1. I'd already heard so much about it you would have assumed it couldn't have kept my interest. Not so. For one thing, I don't think my m-in-law told me the girls were dying. That created a narrative drive forward that kept me reading.
2. The voice. The girls were supposed to be 29-30 in the book, but they usually sounded fifty. Why didn't this create a wall-banger for me? I was enjoying it so much I was excusing the voice. "Okay," I thought. "They are small town people, maybe they would sound older. They are around older people. They live a very old fashioned life." Actually, I don't think any of this was a great excuse or even entirely true, but I made excuses for the author!
3. Their jobs. I had more than one issue here, and I know disabled people work in libraries and can do shelving but I've been a shelver myself and I don't believe for a second that a person with the disabilities described could do it. However, I ignored this too, maybe because it wasn't too important to the plot.

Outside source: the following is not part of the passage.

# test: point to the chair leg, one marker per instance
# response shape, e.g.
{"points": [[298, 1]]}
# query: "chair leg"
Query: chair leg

What did keep me reading? I was fascinated by the way Aunt Lovey raised the girls, and the relationship between Aunt Lovey and her husband. I also really enjoyed the characterizations of the girls, and how they could know each other so well, and not so well, even joined as they were. The author truly created two separate individuals, and that is so impressive.
If your characters are interesting and compellling enough, your book can survive even with wall-banging moments!